Wednesday, November 28, 2012

Running for time instead of distance

The last few runs at the Community Center have been really freeing in some ways. I decided that since 13.5 laps make a mile, there was just no way that I was going to count laps or be able to keep track. Instead, I just ran and listened to my music. I ended up going for 38 minutes the first time and 31 minutes last night. It does hit my pride a little to not see the mileage building, but I think this method is better for my mental space.

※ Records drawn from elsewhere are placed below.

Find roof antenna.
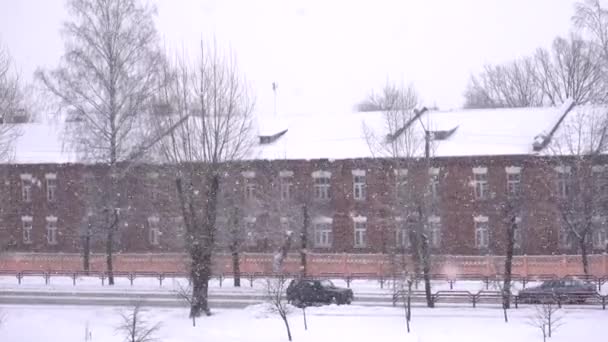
[272,82,279,117]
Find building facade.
[0,155,608,255]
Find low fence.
[0,253,608,278]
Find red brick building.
[0,108,608,255]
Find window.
[395,169,408,199]
[591,165,608,196]
[313,217,333,247]
[555,166,571,198]
[353,216,367,248]
[244,216,258,247]
[429,167,440,199]
[148,172,160,201]
[559,223,573,249]
[44,173,57,202]
[148,216,161,246]
[592,216,608,249]
[395,217,411,248]
[21,216,32,244]
[279,171,293,200]
[46,216,57,245]
[312,171,331,201]
[427,216,441,248]
[21,174,32,202]
[352,170,367,201]
[242,171,256,200]
[473,167,490,199]
[475,216,490,248]
[506,166,521,198]
[509,217,523,249]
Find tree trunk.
[190,245,211,317]
[580,233,589,276]
[281,313,291,341]
[502,216,517,314]
[232,249,241,287]
[422,242,435,308]
[190,171,219,317]
[300,205,310,278]
[106,227,114,285]
[82,232,91,275]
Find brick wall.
[0,156,605,256]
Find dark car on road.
[518,279,597,303]
[286,279,353,307]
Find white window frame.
[509,216,524,249]
[312,171,331,201]
[558,222,572,249]
[46,216,59,246]
[241,171,257,201]
[473,167,490,200]
[353,216,367,248]
[395,216,412,248]
[313,217,333,248]
[20,173,32,203]
[279,171,293,201]
[352,170,367,201]
[148,216,162,246]
[555,166,572,198]
[429,167,441,199]
[474,215,490,249]
[21,216,34,245]
[243,216,258,247]
[427,215,441,248]
[44,173,57,202]
[505,166,522,198]
[591,216,608,249]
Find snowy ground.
[0,276,608,295]
[0,305,608,342]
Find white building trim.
[473,215,489,222]
[555,166,572,173]
[351,169,365,177]
[505,166,521,175]
[353,215,367,222]
[393,169,408,177]
[312,216,334,224]
[428,215,441,223]
[473,166,488,175]
[312,171,331,178]
[429,167,441,176]
[279,170,293,178]
[241,171,255,178]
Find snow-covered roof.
[255,103,579,159]
[4,103,600,164]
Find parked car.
[285,279,354,307]
[518,279,597,303]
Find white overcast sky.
[0,0,576,114]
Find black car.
[518,279,597,303]
[286,279,353,307]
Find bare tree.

It has been a challenge for me when I see other people's paces to keep my head held high. I am SLOW.  If I ever run a mile in less than 9 minutes, I will throw a party (no, really.... big party). On average, I tend to run a mile in about 12-13 minutes. This is even the case back before Fritz when I was running a lot more and on a more regular basis. Even when I had to run 2 miles in less than 18:54 to pass Army basic training, I barely made it and then threw up on myself and peed my pants... that is how hard I was running. And that was after being in extremely regular physical training.... hours every. single. day. At the community center, it is not unusual for little old ladies with walkers to pass me. One would think it would be inspirational to compare with others who are running faster, but for me, it hits me and makes it so I kinda just want to give up. So, I am feeling like if I stop keeping track of pace for awhile, it will keep me moving without me making the comparisons. I am a pretty competitive person in some ways..... usually in ways that bring me down on myself.

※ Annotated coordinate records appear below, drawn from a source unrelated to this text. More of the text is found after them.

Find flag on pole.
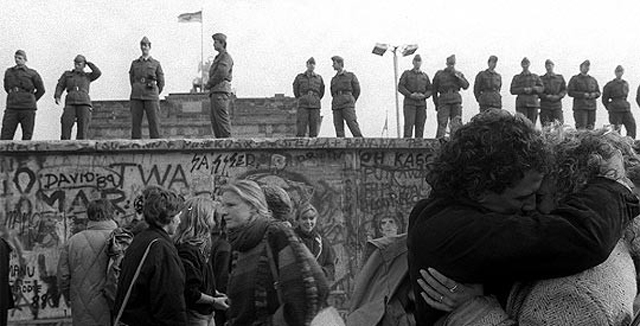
[178,10,202,23]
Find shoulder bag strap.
[113,238,158,326]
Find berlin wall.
[0,138,439,324]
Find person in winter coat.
[221,180,329,326]
[173,197,229,326]
[114,188,187,326]
[295,202,337,281]
[58,199,117,326]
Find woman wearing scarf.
[221,180,328,326]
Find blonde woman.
[174,197,229,326]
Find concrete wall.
[0,138,438,323]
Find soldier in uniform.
[53,54,102,140]
[331,55,362,137]
[432,55,469,138]
[0,50,44,140]
[293,57,325,137]
[511,58,544,125]
[540,59,567,126]
[398,54,431,138]
[129,36,164,139]
[205,33,233,138]
[473,55,502,112]
[567,60,600,129]
[602,66,636,139]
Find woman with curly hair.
[221,180,328,326]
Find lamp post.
[372,43,418,138]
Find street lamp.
[371,43,418,138]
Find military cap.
[73,54,87,63]
[331,55,344,65]
[140,36,151,45]
[447,54,456,64]
[15,50,27,60]
[211,33,227,43]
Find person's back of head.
[427,109,550,200]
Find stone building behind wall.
[89,93,296,139]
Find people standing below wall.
[331,55,362,138]
[432,55,469,138]
[293,57,324,137]
[173,197,229,326]
[129,36,164,139]
[295,202,338,281]
[114,188,187,326]
[567,60,600,129]
[205,33,233,138]
[53,54,102,140]
[511,58,544,126]
[58,199,118,326]
[398,54,431,138]
[0,50,44,140]
[602,65,636,139]
[540,59,567,127]
[473,55,502,112]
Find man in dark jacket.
[408,110,640,325]
[567,60,600,129]
[129,36,164,139]
[53,54,102,140]
[293,57,324,137]
[432,55,469,138]
[204,33,233,138]
[511,58,544,126]
[331,55,362,137]
[473,55,502,112]
[0,50,44,140]
[602,66,636,139]
[398,54,431,138]
[540,59,567,126]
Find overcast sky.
[0,0,640,139]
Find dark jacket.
[129,57,164,101]
[473,69,502,109]
[114,226,187,326]
[53,62,102,106]
[293,71,324,109]
[511,71,544,108]
[398,69,431,107]
[567,74,600,111]
[602,78,631,112]
[4,66,44,110]
[432,68,469,109]
[331,70,360,110]
[407,178,640,325]
[540,73,567,110]
[176,243,216,315]
[295,226,338,281]
[205,50,233,93]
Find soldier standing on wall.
[129,36,164,139]
[540,59,567,127]
[293,57,324,137]
[205,33,233,138]
[53,54,102,140]
[398,54,431,138]
[433,55,469,138]
[0,50,44,140]
[473,55,502,112]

I thought a lot about training techniques last night while running in a circle. I was wondering if I would be able to train for any big races by ignoring distance. I think so! I find that when I am tracking distance, I sometimes will skip hills or other things that would make my run more challenging so that I get a better time. I also will often stick to only roads that I know I can map later so I know how far I went. If I am running slower than normal, I will find myself getting really angry at myself instead of just relaxing and going with it. When I have focused on wanting to go a certain distance, I have sometimes pushed myself much harder than my body could handle (hello, injury!). Even if I never pay attention to distance again, I guess I will know that I would be ready for a marathon if I could run for 5 hours :) I have a feeling that I will start tracking distances again before I am able to run for 5 hours straight, but for now it is feeling a bit more 'zen' to just let it go.